To see some usage examples check out the automated tests. Alternatively, you see the reference documentation for AlgoAmount.

AlgoAmount

The AlgoAmount class provides a safe wrapper around an underlying number amount of microAlgos where any value entering or existing the AlgoAmount class must be explicitly stated to be in microAlgos or Algos.

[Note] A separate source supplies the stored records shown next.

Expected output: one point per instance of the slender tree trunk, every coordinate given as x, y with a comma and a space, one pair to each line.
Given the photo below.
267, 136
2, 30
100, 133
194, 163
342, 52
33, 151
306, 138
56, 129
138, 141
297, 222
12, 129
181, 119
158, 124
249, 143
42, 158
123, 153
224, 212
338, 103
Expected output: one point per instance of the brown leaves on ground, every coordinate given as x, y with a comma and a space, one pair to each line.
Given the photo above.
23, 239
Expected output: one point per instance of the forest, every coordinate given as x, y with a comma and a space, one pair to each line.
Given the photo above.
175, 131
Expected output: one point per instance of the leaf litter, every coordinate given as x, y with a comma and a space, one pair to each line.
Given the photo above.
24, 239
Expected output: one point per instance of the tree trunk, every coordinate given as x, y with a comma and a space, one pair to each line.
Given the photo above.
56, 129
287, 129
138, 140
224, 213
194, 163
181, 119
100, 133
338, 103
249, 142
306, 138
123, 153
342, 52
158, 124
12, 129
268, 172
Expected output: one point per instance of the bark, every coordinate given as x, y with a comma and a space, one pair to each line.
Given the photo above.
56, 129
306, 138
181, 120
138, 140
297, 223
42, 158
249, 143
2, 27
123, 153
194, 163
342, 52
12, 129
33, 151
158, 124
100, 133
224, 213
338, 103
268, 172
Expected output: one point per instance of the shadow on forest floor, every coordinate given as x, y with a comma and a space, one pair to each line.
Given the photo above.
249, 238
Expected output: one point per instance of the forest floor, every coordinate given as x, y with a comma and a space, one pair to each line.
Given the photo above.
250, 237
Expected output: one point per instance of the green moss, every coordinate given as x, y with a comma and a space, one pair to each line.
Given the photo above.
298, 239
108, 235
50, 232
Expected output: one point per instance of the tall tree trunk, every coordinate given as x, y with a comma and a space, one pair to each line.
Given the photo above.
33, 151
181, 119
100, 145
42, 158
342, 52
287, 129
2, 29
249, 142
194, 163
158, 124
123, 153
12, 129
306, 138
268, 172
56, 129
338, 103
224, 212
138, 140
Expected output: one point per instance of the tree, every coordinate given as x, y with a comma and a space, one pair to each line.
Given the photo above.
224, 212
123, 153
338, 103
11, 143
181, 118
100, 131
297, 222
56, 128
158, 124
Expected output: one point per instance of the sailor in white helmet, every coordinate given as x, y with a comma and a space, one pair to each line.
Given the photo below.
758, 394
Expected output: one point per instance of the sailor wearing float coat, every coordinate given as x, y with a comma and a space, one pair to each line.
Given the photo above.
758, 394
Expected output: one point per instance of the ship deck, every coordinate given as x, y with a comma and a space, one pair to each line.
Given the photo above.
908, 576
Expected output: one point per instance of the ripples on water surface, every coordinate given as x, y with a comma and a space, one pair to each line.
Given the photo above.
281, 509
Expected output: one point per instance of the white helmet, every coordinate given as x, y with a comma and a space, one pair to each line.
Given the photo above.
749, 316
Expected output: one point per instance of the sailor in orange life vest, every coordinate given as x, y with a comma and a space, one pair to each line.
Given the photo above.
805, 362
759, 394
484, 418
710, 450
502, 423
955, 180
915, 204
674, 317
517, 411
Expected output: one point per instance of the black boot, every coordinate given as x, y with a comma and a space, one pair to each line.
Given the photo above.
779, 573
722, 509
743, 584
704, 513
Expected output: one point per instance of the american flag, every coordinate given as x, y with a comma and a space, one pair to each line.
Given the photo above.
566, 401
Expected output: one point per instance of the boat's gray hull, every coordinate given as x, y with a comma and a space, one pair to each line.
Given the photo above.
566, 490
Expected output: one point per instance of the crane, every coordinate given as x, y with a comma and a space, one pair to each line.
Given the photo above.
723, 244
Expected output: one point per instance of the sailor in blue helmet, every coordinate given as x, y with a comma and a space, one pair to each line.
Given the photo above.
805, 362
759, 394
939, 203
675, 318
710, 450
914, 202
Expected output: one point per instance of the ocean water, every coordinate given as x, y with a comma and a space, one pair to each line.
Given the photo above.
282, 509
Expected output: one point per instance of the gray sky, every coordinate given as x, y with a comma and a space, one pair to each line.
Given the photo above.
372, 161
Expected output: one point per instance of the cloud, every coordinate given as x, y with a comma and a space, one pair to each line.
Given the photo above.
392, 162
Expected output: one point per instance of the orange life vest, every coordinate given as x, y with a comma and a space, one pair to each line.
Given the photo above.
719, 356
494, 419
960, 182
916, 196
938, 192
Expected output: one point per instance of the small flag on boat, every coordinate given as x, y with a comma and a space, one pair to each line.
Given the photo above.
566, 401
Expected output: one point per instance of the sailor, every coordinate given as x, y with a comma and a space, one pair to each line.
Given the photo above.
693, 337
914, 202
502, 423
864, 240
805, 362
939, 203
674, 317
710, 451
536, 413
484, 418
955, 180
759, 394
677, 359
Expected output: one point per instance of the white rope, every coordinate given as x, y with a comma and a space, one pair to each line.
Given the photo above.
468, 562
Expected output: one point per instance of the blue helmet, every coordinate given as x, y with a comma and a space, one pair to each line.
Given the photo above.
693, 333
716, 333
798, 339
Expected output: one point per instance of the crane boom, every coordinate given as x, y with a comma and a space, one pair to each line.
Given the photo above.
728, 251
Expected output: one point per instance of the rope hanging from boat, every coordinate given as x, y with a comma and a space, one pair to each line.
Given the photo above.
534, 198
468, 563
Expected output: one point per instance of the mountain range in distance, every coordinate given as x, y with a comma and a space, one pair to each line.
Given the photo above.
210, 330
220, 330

This makes it much safer to handle Algo amounts rather than passing them around as raw number's where it's easy to make a (potentially costly!) mistake and not perform a conversion when one is needed (or perform one when it shouldn't be!).

Creating an AlgoAmount

There are a few ways to create an AlgoAmount:

  • Algos
  • Constructor: new AlgoAmount({algos: 10})
  • Static helper: AlgoAmount.algos(10)
  • AlgoKit Helper: algokit.algos(10)
  • Number coersion: (10).algos()

Note

You have to wrap the number in brackets or have it in a variable or function return, a raw number value can't have a method called on it)

  • microAlgos
  • Constructor: new AlgoAmount({microAlgos: 10_000})
  • Static helper: AlgoAmount.algos(10)
  • AlgoKit Helper: algokit.microAlgos(10_000)
  • Number coersion: (10_000).microAlgos()

Note

You have to wrap the number in brackets or have it in a variable or function return, a raw number value can't have a method called on it)

Note

To use any of the versions that reference AlgoAmount type itself you need to import it:

import { AlgoAmount } from '@algorandfoundation/algokit-utils/types/amount'

Extracting a value from AlgoAmount

The AlgoAmount class has methods to return algos and microAlgos:

  • amount.algos() - Returns the value in Algos
  • amount.microAlgos() - Returns the value in microAlgos

AlgoAmount will coerce to a number automatically (in microAlgos), which is not recommended to be used outside of allowing you to use AlgoAmount objects in comparison operations such as < and >= etc.

You can also call .toString() or use an AlgoAmount directly in string interpolation to convert it to a nice user-facing formatted amount expressed in microAlgos.